YOLOv11改进 | 注意力篇 | YOLOv11引入ACmix注意力机制

1. ACmix介绍

1.1 摘要：卷积和自注意力是表示学习的两种强大技术，它们通常被认为是两种彼此不同的同行方法。在本文中，我们表明它们之间存在很强的潜在关系，从某种意义上说，这两种范式的大量计算实际上是通过相同的操作完成的。具体来说，我们首先证明内核大小为 k×k 的传统卷积可以分解为 k2 个单独的 1×1 卷积，然后进行移位和求和操作。然后，我们将自注意力模块中的查询、键和值的投影解释为多个 1×1 卷积，然后计算注意力权重和值的聚合。因此，两个模块的第一阶段都包括类似的操作。更重要的是，与第二级相比，第一级贡献了主要的计算复杂性（通道大小的平方）。这种观察自然地导致了这两个看似不同的范式的优雅整合，即一个混合模型，它既享受自注意力和卷积（ACmix）的好处，同时与纯卷积或自注意力对应物相比具有最小的计算开销。大量实验表明，我们的模型在图像识别和下游任务方面比竞争基线取得了持续改进的结果。

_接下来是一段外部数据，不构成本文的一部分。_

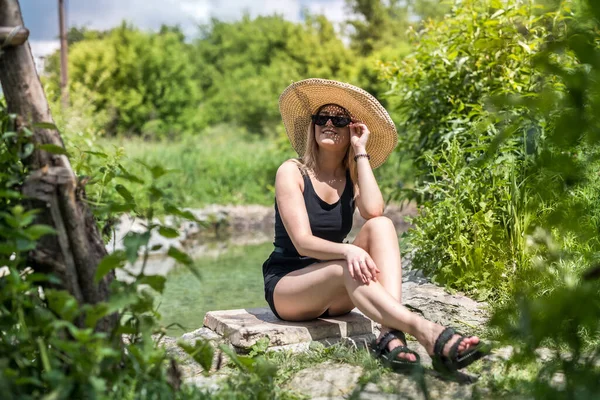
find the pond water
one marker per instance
(232, 279)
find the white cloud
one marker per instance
(151, 14)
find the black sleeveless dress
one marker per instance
(327, 221)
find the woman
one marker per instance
(312, 273)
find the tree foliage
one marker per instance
(142, 82)
(243, 66)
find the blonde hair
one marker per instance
(308, 162)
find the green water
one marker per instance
(232, 280)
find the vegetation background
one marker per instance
(496, 106)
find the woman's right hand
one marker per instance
(360, 264)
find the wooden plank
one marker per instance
(74, 253)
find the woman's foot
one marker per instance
(451, 351)
(396, 343)
(467, 343)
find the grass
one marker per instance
(226, 165)
(219, 166)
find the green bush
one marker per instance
(142, 83)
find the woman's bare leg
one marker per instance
(307, 293)
(379, 238)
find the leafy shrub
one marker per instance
(472, 230)
(141, 82)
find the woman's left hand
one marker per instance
(359, 135)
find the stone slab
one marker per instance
(244, 327)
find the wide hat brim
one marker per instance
(302, 99)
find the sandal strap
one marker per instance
(443, 338)
(381, 347)
(392, 334)
(453, 354)
(400, 335)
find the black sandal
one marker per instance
(455, 361)
(390, 358)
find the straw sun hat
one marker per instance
(303, 98)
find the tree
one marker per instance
(243, 66)
(142, 82)
(74, 253)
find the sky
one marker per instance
(41, 16)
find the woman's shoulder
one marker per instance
(290, 171)
(293, 166)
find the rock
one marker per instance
(435, 304)
(328, 380)
(244, 327)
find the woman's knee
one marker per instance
(379, 224)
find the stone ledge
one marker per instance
(244, 327)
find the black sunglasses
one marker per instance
(338, 121)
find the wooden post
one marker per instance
(74, 253)
(64, 76)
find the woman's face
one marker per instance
(329, 135)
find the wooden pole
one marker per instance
(74, 253)
(64, 76)
(16, 36)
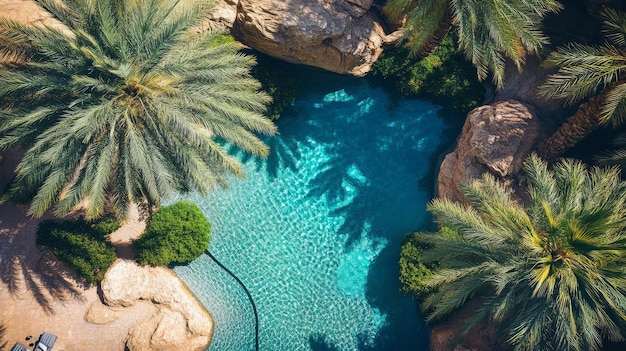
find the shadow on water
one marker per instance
(354, 183)
(319, 342)
(379, 153)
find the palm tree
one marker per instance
(489, 32)
(129, 102)
(551, 276)
(596, 73)
(616, 156)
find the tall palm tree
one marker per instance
(588, 72)
(128, 103)
(489, 32)
(551, 276)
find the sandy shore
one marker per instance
(39, 294)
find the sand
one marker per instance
(37, 293)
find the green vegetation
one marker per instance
(552, 275)
(126, 106)
(414, 272)
(489, 32)
(81, 245)
(597, 73)
(175, 234)
(445, 75)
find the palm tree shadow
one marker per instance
(23, 267)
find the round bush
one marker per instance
(175, 234)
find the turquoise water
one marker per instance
(314, 231)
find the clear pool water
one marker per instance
(314, 231)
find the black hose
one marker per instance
(245, 289)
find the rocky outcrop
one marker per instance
(181, 321)
(496, 138)
(343, 36)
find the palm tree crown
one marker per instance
(553, 275)
(125, 104)
(585, 69)
(488, 31)
(594, 72)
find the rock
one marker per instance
(343, 36)
(496, 138)
(181, 322)
(224, 14)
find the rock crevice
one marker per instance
(180, 321)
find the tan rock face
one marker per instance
(337, 35)
(181, 321)
(495, 138)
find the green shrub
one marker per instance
(445, 75)
(81, 245)
(175, 234)
(413, 271)
(416, 269)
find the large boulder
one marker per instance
(343, 36)
(496, 138)
(181, 321)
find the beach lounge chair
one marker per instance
(19, 347)
(45, 342)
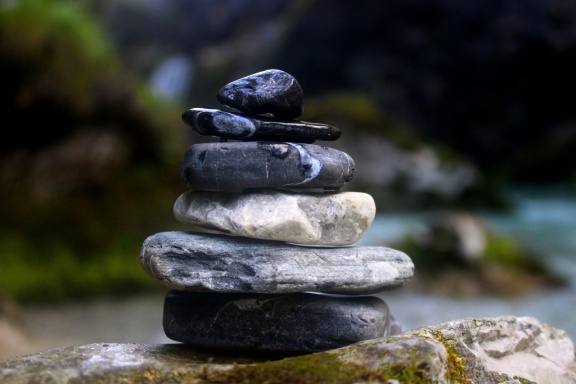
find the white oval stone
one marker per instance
(315, 219)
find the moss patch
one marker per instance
(315, 368)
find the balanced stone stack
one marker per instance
(276, 273)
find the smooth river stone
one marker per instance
(236, 126)
(326, 219)
(200, 262)
(238, 165)
(289, 323)
(271, 91)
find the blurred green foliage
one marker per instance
(61, 76)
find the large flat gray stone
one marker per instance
(327, 219)
(199, 262)
(288, 323)
(487, 350)
(235, 166)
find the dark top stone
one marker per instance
(237, 126)
(262, 164)
(271, 91)
(290, 323)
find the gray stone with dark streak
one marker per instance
(235, 166)
(200, 262)
(238, 126)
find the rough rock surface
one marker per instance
(198, 262)
(236, 126)
(288, 323)
(271, 91)
(327, 219)
(492, 350)
(262, 164)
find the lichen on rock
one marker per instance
(489, 350)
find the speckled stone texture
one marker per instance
(237, 126)
(236, 166)
(290, 323)
(321, 219)
(503, 349)
(198, 262)
(271, 91)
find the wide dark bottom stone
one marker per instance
(290, 323)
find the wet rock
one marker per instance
(199, 262)
(490, 350)
(262, 164)
(236, 126)
(271, 91)
(327, 219)
(290, 323)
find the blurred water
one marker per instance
(544, 221)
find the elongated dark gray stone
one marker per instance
(263, 164)
(320, 218)
(237, 126)
(271, 91)
(290, 323)
(199, 262)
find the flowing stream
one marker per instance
(544, 221)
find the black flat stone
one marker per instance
(237, 126)
(271, 91)
(290, 323)
(235, 166)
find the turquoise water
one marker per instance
(543, 220)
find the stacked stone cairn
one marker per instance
(278, 275)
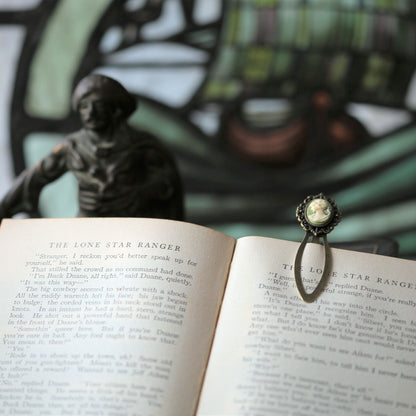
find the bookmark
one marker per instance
(318, 215)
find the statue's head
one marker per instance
(101, 101)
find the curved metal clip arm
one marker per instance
(310, 297)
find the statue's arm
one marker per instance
(24, 193)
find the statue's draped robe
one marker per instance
(132, 175)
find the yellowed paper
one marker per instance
(351, 352)
(107, 316)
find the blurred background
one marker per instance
(262, 102)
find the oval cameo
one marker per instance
(318, 212)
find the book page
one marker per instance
(351, 352)
(107, 316)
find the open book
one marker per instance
(128, 317)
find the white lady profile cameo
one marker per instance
(318, 212)
(318, 215)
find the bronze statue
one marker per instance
(121, 172)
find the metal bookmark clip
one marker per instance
(318, 215)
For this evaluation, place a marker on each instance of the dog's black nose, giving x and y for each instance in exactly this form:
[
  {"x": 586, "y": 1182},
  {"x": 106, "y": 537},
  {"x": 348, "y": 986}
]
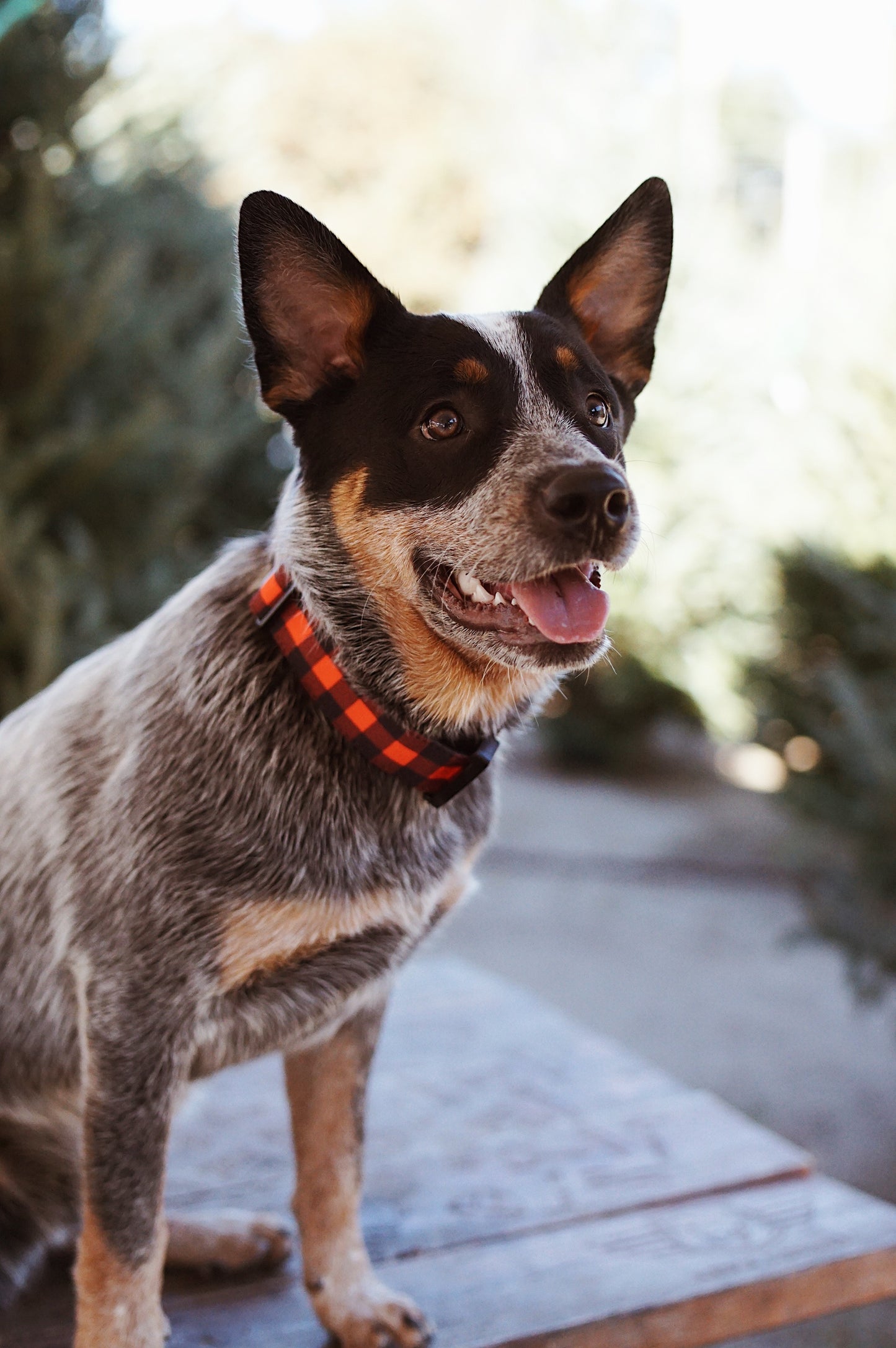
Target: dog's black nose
[{"x": 588, "y": 501}]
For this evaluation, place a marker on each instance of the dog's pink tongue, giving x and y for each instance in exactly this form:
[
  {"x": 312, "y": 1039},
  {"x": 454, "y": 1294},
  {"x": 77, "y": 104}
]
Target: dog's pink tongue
[{"x": 565, "y": 605}]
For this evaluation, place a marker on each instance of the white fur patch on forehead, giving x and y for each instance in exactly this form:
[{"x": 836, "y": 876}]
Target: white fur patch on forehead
[{"x": 504, "y": 334}]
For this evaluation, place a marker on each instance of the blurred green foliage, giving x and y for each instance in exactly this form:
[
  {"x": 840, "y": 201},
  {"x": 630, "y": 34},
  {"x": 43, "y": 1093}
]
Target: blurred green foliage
[
  {"x": 130, "y": 441},
  {"x": 835, "y": 681},
  {"x": 608, "y": 716}
]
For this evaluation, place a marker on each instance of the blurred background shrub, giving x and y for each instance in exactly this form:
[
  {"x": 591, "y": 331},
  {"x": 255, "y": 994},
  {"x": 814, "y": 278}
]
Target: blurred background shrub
[
  {"x": 621, "y": 716},
  {"x": 130, "y": 444},
  {"x": 827, "y": 702}
]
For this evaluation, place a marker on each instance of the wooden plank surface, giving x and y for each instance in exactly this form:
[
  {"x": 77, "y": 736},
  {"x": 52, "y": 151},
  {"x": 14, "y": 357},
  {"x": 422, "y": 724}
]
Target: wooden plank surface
[
  {"x": 489, "y": 1114},
  {"x": 528, "y": 1184}
]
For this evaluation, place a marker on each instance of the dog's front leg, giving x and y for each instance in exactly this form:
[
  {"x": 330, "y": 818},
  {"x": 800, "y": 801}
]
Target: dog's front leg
[
  {"x": 134, "y": 1058},
  {"x": 326, "y": 1088}
]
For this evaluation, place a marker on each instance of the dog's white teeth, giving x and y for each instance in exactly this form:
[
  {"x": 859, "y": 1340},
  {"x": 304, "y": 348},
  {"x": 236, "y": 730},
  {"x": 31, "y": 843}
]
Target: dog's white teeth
[{"x": 473, "y": 588}]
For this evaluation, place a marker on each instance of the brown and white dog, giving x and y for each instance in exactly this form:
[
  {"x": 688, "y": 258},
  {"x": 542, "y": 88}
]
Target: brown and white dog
[{"x": 196, "y": 864}]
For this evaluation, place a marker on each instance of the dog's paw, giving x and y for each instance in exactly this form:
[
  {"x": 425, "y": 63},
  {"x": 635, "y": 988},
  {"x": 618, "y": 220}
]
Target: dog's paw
[
  {"x": 228, "y": 1243},
  {"x": 371, "y": 1316}
]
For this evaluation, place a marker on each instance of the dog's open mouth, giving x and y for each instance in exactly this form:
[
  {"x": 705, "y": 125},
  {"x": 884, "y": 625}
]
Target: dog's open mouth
[{"x": 566, "y": 605}]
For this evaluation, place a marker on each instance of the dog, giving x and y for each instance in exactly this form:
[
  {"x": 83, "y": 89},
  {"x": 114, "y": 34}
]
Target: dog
[{"x": 224, "y": 832}]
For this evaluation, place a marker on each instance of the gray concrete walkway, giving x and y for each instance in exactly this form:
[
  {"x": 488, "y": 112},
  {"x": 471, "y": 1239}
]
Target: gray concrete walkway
[{"x": 667, "y": 917}]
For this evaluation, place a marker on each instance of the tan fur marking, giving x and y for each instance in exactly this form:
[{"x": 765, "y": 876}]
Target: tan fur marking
[
  {"x": 566, "y": 357},
  {"x": 445, "y": 685},
  {"x": 116, "y": 1306},
  {"x": 471, "y": 371},
  {"x": 264, "y": 934}
]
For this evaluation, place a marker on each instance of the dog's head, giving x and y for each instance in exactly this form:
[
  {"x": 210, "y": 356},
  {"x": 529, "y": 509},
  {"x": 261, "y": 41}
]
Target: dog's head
[{"x": 469, "y": 468}]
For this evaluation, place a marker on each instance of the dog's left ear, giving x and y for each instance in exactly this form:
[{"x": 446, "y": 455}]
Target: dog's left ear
[
  {"x": 613, "y": 286},
  {"x": 306, "y": 300}
]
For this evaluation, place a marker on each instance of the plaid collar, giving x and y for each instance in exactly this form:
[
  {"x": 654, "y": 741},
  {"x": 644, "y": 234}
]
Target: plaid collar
[{"x": 434, "y": 769}]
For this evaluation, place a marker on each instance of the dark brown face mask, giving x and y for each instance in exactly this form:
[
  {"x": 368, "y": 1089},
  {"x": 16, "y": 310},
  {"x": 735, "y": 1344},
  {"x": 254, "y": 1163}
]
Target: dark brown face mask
[{"x": 432, "y": 767}]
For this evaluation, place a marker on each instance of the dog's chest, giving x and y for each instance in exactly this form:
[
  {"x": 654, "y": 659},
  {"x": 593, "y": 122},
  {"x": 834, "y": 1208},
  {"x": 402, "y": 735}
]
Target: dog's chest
[{"x": 287, "y": 968}]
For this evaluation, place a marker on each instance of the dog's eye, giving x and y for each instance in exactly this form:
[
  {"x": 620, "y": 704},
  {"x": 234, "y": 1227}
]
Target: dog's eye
[
  {"x": 597, "y": 410},
  {"x": 442, "y": 424}
]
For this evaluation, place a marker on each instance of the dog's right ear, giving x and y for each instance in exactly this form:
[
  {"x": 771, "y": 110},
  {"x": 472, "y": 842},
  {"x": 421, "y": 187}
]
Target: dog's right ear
[{"x": 306, "y": 300}]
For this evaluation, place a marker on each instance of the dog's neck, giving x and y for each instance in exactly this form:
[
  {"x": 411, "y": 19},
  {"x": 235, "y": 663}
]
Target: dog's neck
[{"x": 386, "y": 648}]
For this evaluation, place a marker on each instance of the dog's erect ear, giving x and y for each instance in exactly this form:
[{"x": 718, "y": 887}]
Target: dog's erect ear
[
  {"x": 613, "y": 286},
  {"x": 308, "y": 301}
]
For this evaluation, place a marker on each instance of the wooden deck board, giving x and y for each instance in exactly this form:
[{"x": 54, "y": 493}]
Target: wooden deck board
[{"x": 528, "y": 1184}]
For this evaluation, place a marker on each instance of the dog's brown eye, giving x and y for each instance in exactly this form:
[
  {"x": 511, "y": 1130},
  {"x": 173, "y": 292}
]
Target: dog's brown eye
[
  {"x": 442, "y": 424},
  {"x": 597, "y": 410}
]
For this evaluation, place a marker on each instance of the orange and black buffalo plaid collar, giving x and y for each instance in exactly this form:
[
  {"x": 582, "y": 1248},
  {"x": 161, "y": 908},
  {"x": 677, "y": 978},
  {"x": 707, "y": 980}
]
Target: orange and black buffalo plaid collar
[{"x": 434, "y": 769}]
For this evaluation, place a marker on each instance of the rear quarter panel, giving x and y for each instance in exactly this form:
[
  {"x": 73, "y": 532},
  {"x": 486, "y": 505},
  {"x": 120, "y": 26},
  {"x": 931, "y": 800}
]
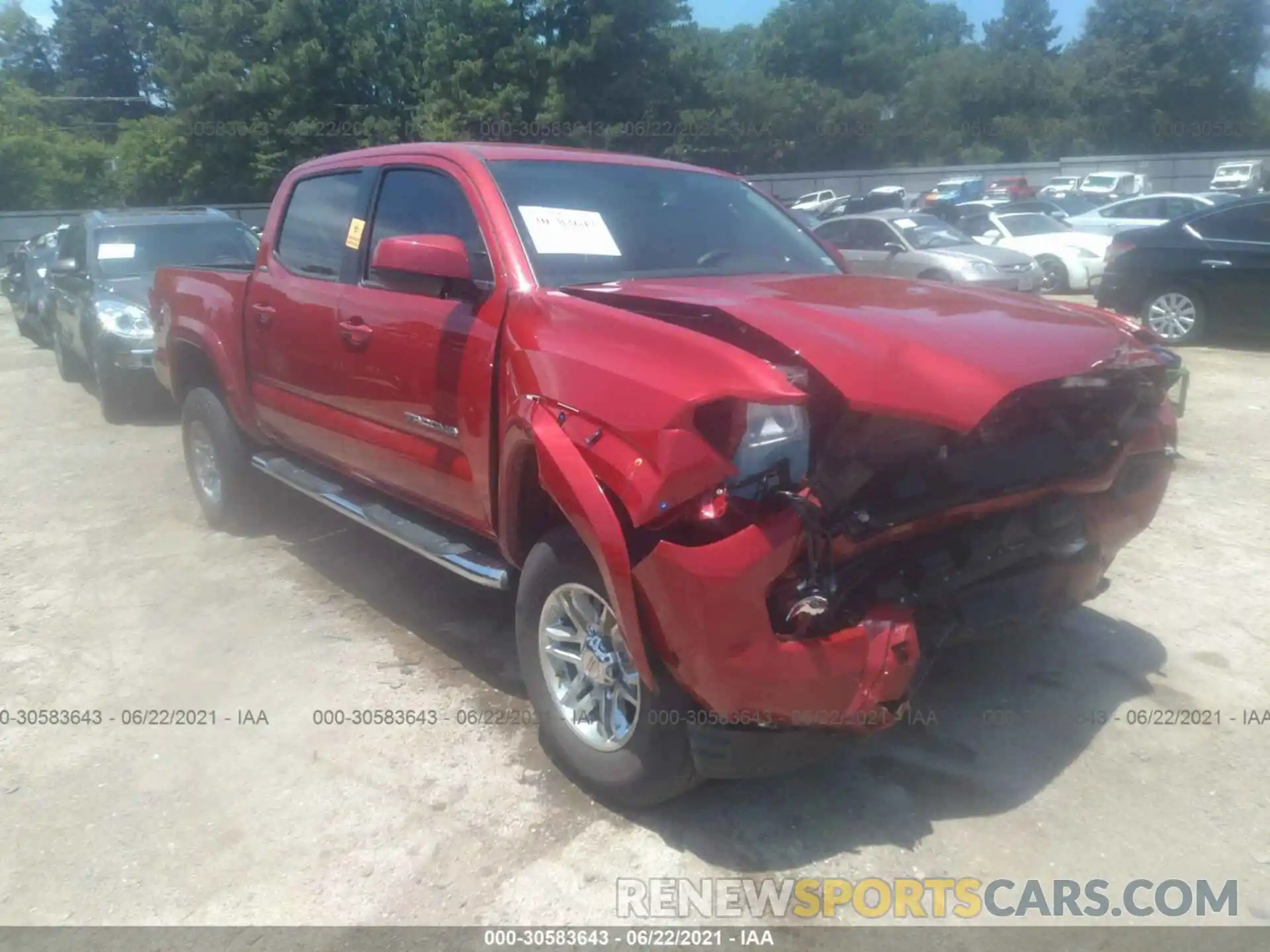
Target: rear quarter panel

官方论文地址：https://arxiv.org/pdf/2111.14556v1.pdf

官方代码地址：https://github.com/Panxuran/ACmix

1.2 简单介绍:

ACmix模块是一种结合了自注意力和卷积技术的混合模型，旨在通过最小化计算开销来整合这两种看似不同的范式。该模块的核心在于揭示了自注意力和卷积之间存在的强大内在联系，这种联系主要体现在两者在第一阶段的计算复杂性上。具体而言，ACmix首先使用1×1卷积将输入特征图投影，以获得一组丰富的中间特征。然后，这些中间特征被重用，并分别遵循自注意力和卷积的方式聚合。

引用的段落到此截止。